Ways I played the video and it looked like it was supposed to look (like the original footage):
- from the camera to different tv sets
- on the camera lcd
- copied the footage after I captured it to a DVD and played it on my (non-pc) dvd player

Most probable conclusion: the F*@#% graphic card!

K. Tessman September 22nd, 2006 11:03 AM

Quote:

Originally Posted by Graham Hickling
I'd guess that your videocard playback settings - gamma or whatever - are a bit out of whack.

Like Rafael, I've come to this conclusion, too. Although unlike Rafael, for me the same video file plays back lighter in Windows Media Player, etc.--it only exhibits the slightly darker appearance in Adobe applications (Premier, After Effects), leading me to wonder if there's some different way in which they handle playback, overlay, etc., and what I might do to correct the discrepancy.

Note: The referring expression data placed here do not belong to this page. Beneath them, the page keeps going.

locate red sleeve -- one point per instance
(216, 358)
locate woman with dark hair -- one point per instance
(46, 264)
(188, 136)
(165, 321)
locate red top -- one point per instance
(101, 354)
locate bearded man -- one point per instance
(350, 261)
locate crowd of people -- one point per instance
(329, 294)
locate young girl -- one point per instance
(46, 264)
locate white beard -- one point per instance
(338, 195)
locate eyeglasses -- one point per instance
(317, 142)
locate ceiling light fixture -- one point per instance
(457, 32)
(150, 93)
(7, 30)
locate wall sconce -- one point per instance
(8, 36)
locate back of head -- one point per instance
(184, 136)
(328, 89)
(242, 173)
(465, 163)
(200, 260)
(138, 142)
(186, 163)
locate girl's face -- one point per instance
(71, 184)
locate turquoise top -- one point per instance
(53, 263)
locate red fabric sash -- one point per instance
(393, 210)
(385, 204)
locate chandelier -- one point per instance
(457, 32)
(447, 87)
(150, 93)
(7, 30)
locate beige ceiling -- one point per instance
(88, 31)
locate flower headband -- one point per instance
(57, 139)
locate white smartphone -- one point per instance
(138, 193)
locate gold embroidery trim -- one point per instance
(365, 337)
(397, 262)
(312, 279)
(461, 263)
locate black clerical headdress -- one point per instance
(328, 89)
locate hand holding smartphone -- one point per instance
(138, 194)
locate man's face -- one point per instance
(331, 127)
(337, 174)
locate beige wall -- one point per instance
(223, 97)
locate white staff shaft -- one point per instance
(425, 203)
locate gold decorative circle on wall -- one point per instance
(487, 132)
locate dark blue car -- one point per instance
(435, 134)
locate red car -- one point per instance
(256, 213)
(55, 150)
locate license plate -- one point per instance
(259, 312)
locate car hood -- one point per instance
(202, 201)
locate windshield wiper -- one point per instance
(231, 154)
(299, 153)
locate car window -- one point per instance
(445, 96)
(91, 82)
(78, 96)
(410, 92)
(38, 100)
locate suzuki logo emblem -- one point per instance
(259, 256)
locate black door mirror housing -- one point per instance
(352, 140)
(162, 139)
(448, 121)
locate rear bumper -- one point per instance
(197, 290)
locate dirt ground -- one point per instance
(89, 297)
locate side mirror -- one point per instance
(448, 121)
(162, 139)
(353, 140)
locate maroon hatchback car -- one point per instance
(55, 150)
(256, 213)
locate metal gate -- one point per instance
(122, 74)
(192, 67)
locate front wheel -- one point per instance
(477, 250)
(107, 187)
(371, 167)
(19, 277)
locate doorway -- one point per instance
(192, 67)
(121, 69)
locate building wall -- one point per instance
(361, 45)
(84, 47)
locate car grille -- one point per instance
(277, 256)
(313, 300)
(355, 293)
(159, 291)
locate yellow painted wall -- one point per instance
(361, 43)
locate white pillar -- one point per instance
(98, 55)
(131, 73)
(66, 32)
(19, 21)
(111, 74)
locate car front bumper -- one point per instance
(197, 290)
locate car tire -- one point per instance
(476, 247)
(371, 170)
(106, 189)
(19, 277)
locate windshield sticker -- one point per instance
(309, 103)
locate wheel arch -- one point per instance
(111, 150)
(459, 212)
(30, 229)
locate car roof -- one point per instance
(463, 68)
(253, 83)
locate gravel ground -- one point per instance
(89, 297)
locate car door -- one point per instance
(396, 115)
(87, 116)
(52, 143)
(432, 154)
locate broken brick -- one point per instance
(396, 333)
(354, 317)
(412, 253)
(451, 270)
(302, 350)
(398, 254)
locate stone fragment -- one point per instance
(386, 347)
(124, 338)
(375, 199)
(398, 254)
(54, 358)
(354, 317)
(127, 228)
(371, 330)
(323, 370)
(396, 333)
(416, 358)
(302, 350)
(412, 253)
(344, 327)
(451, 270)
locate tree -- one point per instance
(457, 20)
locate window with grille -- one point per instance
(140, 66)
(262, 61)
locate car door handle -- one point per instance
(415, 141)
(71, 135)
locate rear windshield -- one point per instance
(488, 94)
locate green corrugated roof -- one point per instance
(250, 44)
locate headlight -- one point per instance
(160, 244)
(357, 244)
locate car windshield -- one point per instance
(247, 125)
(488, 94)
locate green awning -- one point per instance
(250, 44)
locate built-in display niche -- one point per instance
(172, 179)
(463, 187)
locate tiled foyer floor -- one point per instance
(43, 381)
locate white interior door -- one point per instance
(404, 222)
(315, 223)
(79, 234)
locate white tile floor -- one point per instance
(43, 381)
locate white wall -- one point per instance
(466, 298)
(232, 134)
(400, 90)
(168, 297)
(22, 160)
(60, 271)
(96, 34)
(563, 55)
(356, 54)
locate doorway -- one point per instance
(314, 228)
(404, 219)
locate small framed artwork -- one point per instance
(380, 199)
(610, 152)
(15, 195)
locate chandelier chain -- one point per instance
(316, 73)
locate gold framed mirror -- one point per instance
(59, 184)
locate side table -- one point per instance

Kevin Janisch September 22nd, 2006 11:19 AM

Rafael,

I read about this a while back and it took me a few minutes to find the site, but it's not your graphics card. It has to do with "setup" differences between the camcorder, TV, and NLE. Read about it here:

http://www.signvideo.com/dv-black-le...tsc-part-2.htm


Kevin

Rafael Lopes September 22nd, 2006 02:34 PM

At the end it WAS the graphic card. I downloaded the 91.31 forceware and the problem is solved!

Alec Eriksson October 2nd, 2006 04:15 PM

I've just noticed that I too am having a similar problem to you all. I'm capturing my video via firewire and Premiere (CS2), editting in Premiere, and then rendering the editted footage via "Export..." as DV AVI.

Seems like ONLY Premiere is playing the footage too dark and I've just noticed this because over the weekend I was experimenting with my DV camera shooting in manual mode and intentionally underexposing for better color latitude. On prior projects I've usually shot in some form of auto exposure which kept the footage similarly exposed across clips as well as generally closer to the final exposure and not as noticable (though I thought maybe I was going crazy when previous footage looked a hint too bright).

I'm on a NVidia based workstation with integrated graphics so I'll try updating the drivers but now I'm quite worried.